You’ve heard about the Sun tabloid kerfuffle. The Sun is one of those British newspapers with giant print and giant celebrity heads on the cover page and maybe a giant headline involving one of the celebrity heads and a hamster. It’s popular. For over forty years now it has also featured a girl on Page Three with no top on. A woman girl–not a girl girl.

I don’t know if the Page Three girls get paid or are just in it for the exposure. I’d be sorry if they don’t get paid even a little, because that would make them no better than writers and musicians, who can’t give their stuff away fast enough these days. But, in either case, there seems to be no shortage of willing Page Three girls, and roughly twice that many titties. It’s been a working franchise.

Lots of people have been upset about Page Three over the years, because it objectifies women. So when The Sun suddenly up and stuffed a Page Three girl into a bikini recently, it was a huge deal. Feminists declared a victory of sorts. I’m not especially persuaded, myself. If a bikini is that much of an improvement, it’s kind of saying that it’s all about the nipple. As though nothing would restore a woman’s dignity more expeditiously than a nice set of pasties. At any rate, a few days later the bluff was over and the topless Page Three girl was back, winking. It was all a big tease.

Americans are weirdly prudish about sexual displays. We like to keep all that business under the counter where there’s no chance anyone will become inured to it. When I started out as a letter carrier, Playboy magazine and its competitors came in a plain brown wrapper so as not to unduly arouse the subscriber’s children, or mailman. The plain brown wrapper was open on either end, and proved to be one bit of technology that was easily overcome, even by employees of the Postal Service. At some point I guess enough subscribers complained about their magazines being delivered with the best pages stuck together that they switched over to a sealed black plastic wrap.

America’s Finest

This was a sad day in post offices across America. All that the American mailman had left to look forward to was the annual Sports Illustrated swimsuit edition and its coincidental one-day bump in overtime statistics.

As a ploy to sell a guaranteed number of newspapers, though, it’s hard to beat the Page Three girl. Our own local newspaper could profit from the idea. They couldn’t have any toplessness–this is America, after all–but surely they could rig something up with strategically placed graphics and sidebars. They already have plenty of graphics and sidebars to spare; they use them to keep the news tidbits from bumping into each other and inadvertently forming an in-depth article.

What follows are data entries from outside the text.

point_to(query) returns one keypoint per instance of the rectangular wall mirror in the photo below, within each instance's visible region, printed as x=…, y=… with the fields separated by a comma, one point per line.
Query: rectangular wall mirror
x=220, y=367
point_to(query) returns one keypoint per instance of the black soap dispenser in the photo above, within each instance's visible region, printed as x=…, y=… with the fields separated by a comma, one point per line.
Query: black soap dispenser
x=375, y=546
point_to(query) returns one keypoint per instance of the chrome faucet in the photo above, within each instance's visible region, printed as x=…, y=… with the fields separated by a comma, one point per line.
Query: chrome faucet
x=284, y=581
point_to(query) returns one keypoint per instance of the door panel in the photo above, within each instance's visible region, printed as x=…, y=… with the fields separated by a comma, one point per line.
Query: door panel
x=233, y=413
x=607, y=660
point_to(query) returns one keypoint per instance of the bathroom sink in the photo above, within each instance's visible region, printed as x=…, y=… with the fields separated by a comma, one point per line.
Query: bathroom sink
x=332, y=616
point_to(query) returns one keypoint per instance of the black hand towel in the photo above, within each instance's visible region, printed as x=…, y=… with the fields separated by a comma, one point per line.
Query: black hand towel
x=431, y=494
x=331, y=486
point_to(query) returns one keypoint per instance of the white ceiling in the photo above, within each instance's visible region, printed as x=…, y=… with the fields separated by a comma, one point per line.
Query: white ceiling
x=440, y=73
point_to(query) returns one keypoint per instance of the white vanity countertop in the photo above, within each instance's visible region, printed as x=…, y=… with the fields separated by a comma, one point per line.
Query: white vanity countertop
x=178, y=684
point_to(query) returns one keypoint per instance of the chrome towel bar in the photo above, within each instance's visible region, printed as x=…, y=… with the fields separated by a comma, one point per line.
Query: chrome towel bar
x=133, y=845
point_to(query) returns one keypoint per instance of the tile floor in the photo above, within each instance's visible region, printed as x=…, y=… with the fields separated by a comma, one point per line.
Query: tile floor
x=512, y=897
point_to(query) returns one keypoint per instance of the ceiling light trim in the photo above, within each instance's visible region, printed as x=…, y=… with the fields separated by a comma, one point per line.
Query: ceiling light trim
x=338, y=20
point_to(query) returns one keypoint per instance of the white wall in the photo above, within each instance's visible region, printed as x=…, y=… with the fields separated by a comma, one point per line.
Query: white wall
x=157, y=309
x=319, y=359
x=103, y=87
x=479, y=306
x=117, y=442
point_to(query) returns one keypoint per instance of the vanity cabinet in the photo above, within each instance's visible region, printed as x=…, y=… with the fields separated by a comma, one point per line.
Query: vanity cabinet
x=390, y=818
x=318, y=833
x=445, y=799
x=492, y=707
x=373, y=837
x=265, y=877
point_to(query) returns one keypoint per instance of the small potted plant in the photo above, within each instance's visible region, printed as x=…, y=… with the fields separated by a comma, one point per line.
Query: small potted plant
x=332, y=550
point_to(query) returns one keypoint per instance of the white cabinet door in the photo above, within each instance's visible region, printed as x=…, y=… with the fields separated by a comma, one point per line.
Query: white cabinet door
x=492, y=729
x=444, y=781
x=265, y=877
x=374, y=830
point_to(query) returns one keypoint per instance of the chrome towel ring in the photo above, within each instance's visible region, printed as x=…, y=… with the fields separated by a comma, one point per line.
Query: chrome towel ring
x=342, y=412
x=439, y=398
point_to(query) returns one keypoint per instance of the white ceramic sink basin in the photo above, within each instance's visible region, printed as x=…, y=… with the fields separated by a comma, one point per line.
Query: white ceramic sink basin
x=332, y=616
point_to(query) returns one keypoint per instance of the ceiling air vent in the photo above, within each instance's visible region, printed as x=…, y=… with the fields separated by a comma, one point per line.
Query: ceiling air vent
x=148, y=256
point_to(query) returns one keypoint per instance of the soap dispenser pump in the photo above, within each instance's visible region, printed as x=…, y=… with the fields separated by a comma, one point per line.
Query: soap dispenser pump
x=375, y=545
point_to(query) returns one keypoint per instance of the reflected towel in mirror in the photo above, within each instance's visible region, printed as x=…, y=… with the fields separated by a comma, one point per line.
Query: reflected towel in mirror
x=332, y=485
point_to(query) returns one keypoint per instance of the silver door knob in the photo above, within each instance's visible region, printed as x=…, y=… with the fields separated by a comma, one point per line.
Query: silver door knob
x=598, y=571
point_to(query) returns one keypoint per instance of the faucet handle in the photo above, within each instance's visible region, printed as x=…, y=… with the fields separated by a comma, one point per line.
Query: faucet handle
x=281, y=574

At any rate, although I am surely a feminist, I tend to regard this squabble over the nudity as something of an antique concern. We were pretty upset about the objectification of women in the ’70s, particularly in advertising, but things have improved a lot since then. (Now we objectify everybody.) I get more worked up about conditions for women in Africa and the Middle East and stuff like that. Maybe The Sun can come up with a fresh ploy. Mix it up. Maybe on alternate days, page three can feature pictures of moist layer cake. Maybe they can carefully hide two verifiable items in their regular reportage and challenge alert readers to Find The Facts. Or maybe just keep the titties on page three and the dicks on the masthead.